Semi-Daily Journal Archive

The Blogspot archive of the weblog of J. Bradford DeLong, Professor of Economics and Chair of the PEIS major at U.C. Berkeley, a Research Associate of the National Bureau of Economic Research, and former Deputy Assistant Secretary of the U.S. Treasury.

Friday, January 06, 2006

Michael Hiltzik rubs his eyes at the replacement of Arnold Schwarzenegger by a left-wing pod person:

Golden State: Who Are You, And What Have You Done with Gov. Schwarzenegger? : The alien life form that took to a Sacramento podium Thursday evening in an Arnold Schwarzenegger suit made the sort of modest moves toward political sanity that had eluded the real-life governor for two years. Through sleight of hand at some point during the state of the state address, the E.T. returned the mike to the genuine article, so the transformation wasn't complete... the New Arnold, like the Old one, doesn't have a discernable political philosophy, [but] one must say that a governor who abjures picking fights with working persons and who recognizes the virtue of improving access to the state university and colleges to all, giving some of the worst-paid workers in the state a bit of a hand, and looking ahead to rebuilding infrastructure is preferable to the snarling lout of yore.

It's beyond question that Schwarzenegger's change in attitude has borne immediate benefits. For one thing, it provoked Hugh Hewitt, a man profoundly in love with the sound of his own voice, momentarily to put a sock in it.... Hewitt... ceded the tooth-gnashing duties to one Carol Platt Liebau, who evidently harbors a deep-seated distaste for improved roads, schools, hospitals, public safety, etc.... The governor's new program is still full of the inevitable contradictions that arise when one proposes a huge increase in spending but no increase in revenues. When his mention of $70 billion in infrastructure borrowing was followed instantly by the cavil, "we can do it without raising taxes," math majors all over the state gave their pocket calculators a sharp rap, because numbers in the real world don't support that kind of pledge.

There were a few other jarring notes in the speech. The governor came out in favor of an increase in the minimum wage, similar if not identical to proposals he has vetoed twice.... For all his railing against "autopilot" spending, a theme he continued this year, he still didn't address one of the most prominent autopilot measures of recent years--the Proposition 49 after-school program, which will kick in this year as a permanent drain on the budget of $428 million a year or more.

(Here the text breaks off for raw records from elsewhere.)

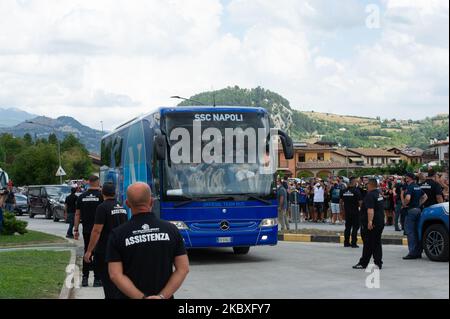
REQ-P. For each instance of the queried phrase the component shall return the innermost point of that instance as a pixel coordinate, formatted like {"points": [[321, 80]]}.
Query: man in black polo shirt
{"points": [[433, 190], [352, 200], [70, 208], [142, 252], [414, 198], [86, 207], [109, 215], [372, 226]]}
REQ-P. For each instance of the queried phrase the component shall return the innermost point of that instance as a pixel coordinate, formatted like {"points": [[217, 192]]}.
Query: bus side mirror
{"points": [[288, 145], [160, 146]]}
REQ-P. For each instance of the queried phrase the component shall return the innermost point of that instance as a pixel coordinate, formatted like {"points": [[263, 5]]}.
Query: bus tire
{"points": [[241, 250], [435, 243]]}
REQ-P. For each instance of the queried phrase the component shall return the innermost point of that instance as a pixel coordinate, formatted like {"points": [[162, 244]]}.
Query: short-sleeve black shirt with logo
{"points": [[373, 200], [71, 202], [10, 197], [111, 215], [432, 189], [351, 198], [147, 247], [87, 204]]}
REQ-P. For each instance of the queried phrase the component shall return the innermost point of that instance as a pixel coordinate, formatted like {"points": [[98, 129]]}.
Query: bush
{"points": [[12, 225]]}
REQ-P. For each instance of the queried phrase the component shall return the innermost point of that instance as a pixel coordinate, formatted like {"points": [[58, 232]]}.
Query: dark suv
{"points": [[43, 199]]}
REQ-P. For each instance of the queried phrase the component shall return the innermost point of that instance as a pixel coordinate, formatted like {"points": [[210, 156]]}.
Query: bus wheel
{"points": [[241, 250]]}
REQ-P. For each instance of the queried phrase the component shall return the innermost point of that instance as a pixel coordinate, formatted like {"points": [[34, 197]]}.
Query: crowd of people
{"points": [[367, 204], [322, 201]]}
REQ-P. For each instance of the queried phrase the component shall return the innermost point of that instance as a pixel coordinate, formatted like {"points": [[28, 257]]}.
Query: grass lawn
{"points": [[30, 238], [32, 274], [323, 232]]}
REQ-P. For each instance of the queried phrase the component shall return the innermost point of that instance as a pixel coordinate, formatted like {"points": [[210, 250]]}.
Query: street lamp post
{"points": [[346, 159], [57, 139]]}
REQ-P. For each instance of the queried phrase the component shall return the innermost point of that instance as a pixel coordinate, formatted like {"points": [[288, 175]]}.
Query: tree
{"points": [[77, 163]]}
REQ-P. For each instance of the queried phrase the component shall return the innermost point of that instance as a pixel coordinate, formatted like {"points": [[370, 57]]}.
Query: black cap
{"points": [[93, 179], [109, 189], [410, 175]]}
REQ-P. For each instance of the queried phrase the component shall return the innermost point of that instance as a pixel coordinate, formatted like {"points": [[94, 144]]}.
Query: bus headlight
{"points": [[269, 222], [180, 225]]}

This measure was, of course, placed on the ballot and muscled to enactment by Arnold Schwarzenegger. He still hasn't come to grips with the contradiction.

Then there's prescription drugs, the reimportation of which from Canada he now evidently supports. So, one wonders, why did he veto a package of bills last year to do exactly that? And why did he allow, by his own inaction, two prescription drug plans to wind up on the special election ballot, inspiring Big Pharma to spend $100 million to, er, educate the electorate?

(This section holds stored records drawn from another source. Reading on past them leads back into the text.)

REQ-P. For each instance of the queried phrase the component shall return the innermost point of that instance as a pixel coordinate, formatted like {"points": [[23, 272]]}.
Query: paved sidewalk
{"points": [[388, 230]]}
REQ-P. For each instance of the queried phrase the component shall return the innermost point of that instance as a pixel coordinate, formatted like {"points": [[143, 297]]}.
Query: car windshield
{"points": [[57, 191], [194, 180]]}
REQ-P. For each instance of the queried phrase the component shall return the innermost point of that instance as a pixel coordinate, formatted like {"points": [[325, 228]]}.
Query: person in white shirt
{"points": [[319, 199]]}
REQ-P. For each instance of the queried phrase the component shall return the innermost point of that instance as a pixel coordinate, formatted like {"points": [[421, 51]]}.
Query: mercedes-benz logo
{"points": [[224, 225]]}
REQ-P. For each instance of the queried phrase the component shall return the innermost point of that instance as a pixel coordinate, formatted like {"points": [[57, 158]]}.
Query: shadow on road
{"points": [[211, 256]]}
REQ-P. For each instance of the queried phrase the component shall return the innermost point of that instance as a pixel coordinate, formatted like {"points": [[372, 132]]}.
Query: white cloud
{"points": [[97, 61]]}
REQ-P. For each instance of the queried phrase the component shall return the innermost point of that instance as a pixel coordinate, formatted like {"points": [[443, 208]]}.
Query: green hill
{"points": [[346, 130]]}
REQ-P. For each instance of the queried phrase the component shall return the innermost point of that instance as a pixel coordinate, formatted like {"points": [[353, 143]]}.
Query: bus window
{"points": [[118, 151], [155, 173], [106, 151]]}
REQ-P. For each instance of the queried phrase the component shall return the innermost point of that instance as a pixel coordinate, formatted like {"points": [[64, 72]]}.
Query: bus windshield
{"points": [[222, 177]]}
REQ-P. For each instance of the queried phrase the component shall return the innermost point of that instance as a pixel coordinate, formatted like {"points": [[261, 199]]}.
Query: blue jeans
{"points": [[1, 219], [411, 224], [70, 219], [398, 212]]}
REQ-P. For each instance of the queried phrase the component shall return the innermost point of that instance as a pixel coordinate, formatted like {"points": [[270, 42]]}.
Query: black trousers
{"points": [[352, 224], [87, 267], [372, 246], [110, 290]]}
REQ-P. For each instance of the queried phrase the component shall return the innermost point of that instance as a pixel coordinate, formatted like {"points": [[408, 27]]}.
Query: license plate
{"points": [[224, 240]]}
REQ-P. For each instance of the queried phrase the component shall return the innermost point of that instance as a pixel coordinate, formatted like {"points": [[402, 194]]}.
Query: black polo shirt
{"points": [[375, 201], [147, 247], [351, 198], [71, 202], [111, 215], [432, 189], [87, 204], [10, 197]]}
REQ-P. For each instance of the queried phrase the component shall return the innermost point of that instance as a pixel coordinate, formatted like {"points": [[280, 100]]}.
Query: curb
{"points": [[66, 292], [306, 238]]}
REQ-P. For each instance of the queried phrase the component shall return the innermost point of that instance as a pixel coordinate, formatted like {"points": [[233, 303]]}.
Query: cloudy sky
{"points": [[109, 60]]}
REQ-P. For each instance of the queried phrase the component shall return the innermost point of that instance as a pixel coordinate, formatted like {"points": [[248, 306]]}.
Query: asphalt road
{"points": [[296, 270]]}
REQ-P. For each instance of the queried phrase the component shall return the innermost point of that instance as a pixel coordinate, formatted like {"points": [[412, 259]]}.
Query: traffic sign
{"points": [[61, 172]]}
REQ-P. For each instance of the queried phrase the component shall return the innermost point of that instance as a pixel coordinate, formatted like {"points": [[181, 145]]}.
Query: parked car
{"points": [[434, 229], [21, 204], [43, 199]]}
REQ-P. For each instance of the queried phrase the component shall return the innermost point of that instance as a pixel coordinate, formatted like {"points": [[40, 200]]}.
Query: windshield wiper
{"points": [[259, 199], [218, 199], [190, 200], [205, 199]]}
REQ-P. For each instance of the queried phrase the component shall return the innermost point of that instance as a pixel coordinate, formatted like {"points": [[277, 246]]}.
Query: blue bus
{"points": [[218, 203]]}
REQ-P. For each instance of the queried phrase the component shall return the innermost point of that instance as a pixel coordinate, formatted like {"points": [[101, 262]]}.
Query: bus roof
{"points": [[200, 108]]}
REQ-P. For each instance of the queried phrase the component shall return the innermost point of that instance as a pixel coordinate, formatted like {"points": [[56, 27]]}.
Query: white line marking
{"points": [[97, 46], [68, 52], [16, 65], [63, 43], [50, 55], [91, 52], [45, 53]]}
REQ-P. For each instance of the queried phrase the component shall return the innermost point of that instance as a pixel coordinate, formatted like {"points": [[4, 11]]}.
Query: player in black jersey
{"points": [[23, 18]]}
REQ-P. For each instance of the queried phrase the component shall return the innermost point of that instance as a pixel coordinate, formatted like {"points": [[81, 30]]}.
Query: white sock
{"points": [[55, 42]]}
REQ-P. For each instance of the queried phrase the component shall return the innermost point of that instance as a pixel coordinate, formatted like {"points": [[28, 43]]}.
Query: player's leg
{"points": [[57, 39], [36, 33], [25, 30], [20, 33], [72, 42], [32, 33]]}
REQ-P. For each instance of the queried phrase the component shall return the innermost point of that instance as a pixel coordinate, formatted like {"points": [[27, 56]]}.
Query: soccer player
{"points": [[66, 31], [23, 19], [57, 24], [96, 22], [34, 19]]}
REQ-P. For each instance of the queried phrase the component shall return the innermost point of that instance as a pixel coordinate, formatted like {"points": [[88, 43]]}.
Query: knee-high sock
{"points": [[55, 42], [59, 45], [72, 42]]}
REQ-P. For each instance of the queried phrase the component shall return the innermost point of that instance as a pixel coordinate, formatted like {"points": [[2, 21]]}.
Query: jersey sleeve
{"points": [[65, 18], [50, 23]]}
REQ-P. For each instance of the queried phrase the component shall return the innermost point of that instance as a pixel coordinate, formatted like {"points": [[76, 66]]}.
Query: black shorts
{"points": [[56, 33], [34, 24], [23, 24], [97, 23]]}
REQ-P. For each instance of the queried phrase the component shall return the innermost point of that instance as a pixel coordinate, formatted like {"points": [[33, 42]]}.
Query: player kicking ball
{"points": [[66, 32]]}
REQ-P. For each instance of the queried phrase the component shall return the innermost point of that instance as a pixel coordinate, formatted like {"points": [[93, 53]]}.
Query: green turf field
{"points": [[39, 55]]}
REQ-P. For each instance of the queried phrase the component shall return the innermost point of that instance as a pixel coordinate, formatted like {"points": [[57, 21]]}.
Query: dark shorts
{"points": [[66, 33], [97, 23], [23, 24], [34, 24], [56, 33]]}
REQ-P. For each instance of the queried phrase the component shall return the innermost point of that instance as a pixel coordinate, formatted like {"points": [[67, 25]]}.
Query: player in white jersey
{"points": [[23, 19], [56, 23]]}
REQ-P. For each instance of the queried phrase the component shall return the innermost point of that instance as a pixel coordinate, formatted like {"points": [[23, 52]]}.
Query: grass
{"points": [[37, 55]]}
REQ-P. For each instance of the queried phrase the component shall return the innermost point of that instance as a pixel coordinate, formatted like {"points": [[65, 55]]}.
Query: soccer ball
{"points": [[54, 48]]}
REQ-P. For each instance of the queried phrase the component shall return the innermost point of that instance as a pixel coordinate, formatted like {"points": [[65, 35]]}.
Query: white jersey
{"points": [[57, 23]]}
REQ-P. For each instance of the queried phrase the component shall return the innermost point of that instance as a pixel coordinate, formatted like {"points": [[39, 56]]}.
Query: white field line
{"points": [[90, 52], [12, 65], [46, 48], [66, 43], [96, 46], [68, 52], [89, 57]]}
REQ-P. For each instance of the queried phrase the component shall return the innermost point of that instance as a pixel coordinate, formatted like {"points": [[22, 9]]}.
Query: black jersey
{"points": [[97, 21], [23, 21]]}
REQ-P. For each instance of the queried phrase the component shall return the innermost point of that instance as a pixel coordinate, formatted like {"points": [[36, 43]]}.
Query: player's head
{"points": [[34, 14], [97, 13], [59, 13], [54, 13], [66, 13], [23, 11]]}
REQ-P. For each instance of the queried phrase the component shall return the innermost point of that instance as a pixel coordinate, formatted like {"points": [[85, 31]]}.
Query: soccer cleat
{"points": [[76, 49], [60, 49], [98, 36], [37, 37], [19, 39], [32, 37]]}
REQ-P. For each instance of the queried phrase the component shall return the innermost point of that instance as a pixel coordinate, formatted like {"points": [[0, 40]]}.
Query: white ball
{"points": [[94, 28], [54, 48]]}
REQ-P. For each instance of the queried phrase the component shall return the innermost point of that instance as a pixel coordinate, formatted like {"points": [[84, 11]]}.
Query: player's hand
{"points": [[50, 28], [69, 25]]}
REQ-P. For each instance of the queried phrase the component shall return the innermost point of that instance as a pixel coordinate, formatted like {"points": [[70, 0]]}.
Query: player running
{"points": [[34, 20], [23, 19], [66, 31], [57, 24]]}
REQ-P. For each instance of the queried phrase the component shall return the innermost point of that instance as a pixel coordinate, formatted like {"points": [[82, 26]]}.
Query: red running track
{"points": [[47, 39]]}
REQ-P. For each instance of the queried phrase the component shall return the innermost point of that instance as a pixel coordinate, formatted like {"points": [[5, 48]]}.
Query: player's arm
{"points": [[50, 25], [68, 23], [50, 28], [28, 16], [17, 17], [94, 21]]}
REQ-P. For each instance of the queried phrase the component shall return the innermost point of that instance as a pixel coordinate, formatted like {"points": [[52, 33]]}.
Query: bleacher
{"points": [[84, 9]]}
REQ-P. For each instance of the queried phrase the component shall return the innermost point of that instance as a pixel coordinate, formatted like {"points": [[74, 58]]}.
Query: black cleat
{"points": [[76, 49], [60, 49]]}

The bottom line is that there's as yet no good evidence that this Arnold Schwarzenegger is the genuine article, or that his pledges and proposals for the future are worth taking seriously. Still, at least this time around he's talking the talk. There's no use pretending that an Arnold Schwarzenegger making nice to everybody won't be a tough candidate to beat for reelection, assuming he stays in the race. I'm not convinced he's in it for the long haul, but it seems more like it now than it did six months ago. Possibly he'll turn into a good governor after all.